The Lost Cars Cut From Gran Turismo 2

The Lost Cars Cut From Gran Turismo 2

Gran Turismo 2 was my introduction to that famed series of racing games, and was as much my gateway drug into car culture as the first Fast & Furious movie or any of the buff books I’d spend my free time devouring instead of hitting my maths textbooks. The PlayStation game remains a series highlight for me too for another reason: the huge, almost unprecedented volume of cars available to race.

There are more than 600 cars in GT2, and while many of them are variations of the same model (there’s a lot of Nissan Skylines in this game) there’s enough that you don’t get bored easily. And that doesn’t even cover the cars that were cut from the final versions of the game.

Here’s something fun for all you kids still stuck in the late 1990s and early 2000s: YouTuber MattJ155 reviewed many of the GT2 cars that were left out of the final edition of the game, but were present in earlier demos or as unfinished models, lines of text, menu items or just in the licensing credits somewhere. Many can still be found within the game’s code today.

True to its name, The Cutting Room Floor has a list of cars and variants that were left out of the final GT2 game, and this video runs through a lot of them too. Interestingly, the Toyota Altezza/original Lexus IS300 was used as a kind of “placeholder” for the missing cars on menu screens and other places.

A number of them got logos made inside the game despite not actually appearing in it. Many of them ended up in other games at the time, or later iterations of the Gran Turismo franchise.

The Lost Cars Cut From Gran Turismo 2
Pictured: Not a Ford Escort (Screenshot: YouTube)
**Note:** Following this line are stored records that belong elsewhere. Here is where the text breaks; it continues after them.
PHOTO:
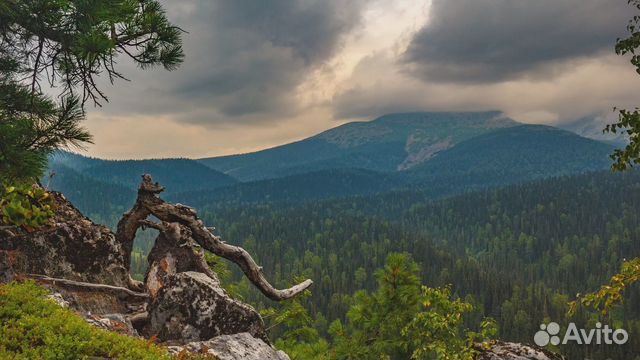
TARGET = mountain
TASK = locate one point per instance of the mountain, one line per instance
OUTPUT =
(504, 156)
(591, 127)
(389, 143)
(508, 156)
(175, 174)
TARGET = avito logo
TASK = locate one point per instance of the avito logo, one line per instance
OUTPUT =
(549, 334)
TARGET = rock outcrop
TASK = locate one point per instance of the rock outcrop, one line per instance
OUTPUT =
(193, 307)
(72, 247)
(515, 351)
(181, 302)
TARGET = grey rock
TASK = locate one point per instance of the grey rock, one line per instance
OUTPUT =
(515, 351)
(241, 346)
(71, 247)
(6, 271)
(193, 307)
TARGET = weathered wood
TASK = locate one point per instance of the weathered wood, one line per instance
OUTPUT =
(149, 203)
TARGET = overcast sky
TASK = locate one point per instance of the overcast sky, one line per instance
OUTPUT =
(263, 73)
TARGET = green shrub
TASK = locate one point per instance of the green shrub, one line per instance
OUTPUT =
(33, 327)
(30, 207)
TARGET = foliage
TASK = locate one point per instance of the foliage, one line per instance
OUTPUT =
(68, 43)
(35, 328)
(31, 127)
(437, 332)
(611, 294)
(518, 254)
(72, 42)
(629, 120)
(26, 206)
(299, 337)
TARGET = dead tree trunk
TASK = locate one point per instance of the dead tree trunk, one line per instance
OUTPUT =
(149, 203)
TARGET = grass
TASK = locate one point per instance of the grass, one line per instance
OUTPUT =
(33, 327)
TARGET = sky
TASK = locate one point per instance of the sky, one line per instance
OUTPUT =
(263, 73)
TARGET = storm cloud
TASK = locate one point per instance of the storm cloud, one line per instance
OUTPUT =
(497, 40)
(251, 54)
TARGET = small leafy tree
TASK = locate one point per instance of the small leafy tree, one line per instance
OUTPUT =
(299, 339)
(405, 320)
(629, 122)
(438, 332)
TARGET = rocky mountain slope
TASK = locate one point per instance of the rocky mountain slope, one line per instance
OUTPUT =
(389, 143)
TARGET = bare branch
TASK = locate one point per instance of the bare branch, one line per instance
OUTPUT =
(149, 203)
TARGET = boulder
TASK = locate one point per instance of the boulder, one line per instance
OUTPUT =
(192, 307)
(515, 351)
(71, 247)
(241, 346)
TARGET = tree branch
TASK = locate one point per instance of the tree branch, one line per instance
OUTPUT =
(149, 203)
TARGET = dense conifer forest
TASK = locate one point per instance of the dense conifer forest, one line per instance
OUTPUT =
(519, 254)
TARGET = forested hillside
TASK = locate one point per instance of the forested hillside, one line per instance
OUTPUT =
(519, 253)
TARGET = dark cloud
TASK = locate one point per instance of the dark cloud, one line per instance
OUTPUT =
(496, 40)
(244, 59)
(250, 55)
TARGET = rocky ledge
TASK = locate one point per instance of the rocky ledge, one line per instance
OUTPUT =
(181, 302)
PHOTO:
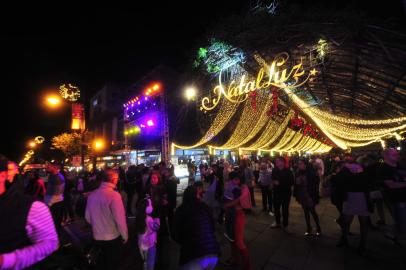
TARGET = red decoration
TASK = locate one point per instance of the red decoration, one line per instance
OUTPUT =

Cars that didn’t make the final cut include the Ford Escort RS2000, several RUF Porsches, a Dodge Stratus race car, a Jaguar XJR15 GT race car, the Mercedes-Benz AMG C55, the Renault Sport Spider, the Volkswagen Golf TDI, possibly the Golf Cabriolet, and I think perhaps most notably, the Pagani Zonda C12 and C-12S. The Paganis became staples of later games. Additionally, many of the cut cars were racing variants on existing models.

The Lost Cars Cut From Gran Turismo 2
Screenshot: YouTube

The video is very well-done and extremely thorough — it’s nearly an hour-long rundown of everything we didn’t get in GT2. It’s not at all uncommon for stuff to be left on the cutting room floor when games are made, but in GT2‘s case, it’s amazing to think that even with its already giant selection of cars, we almost got more somehow.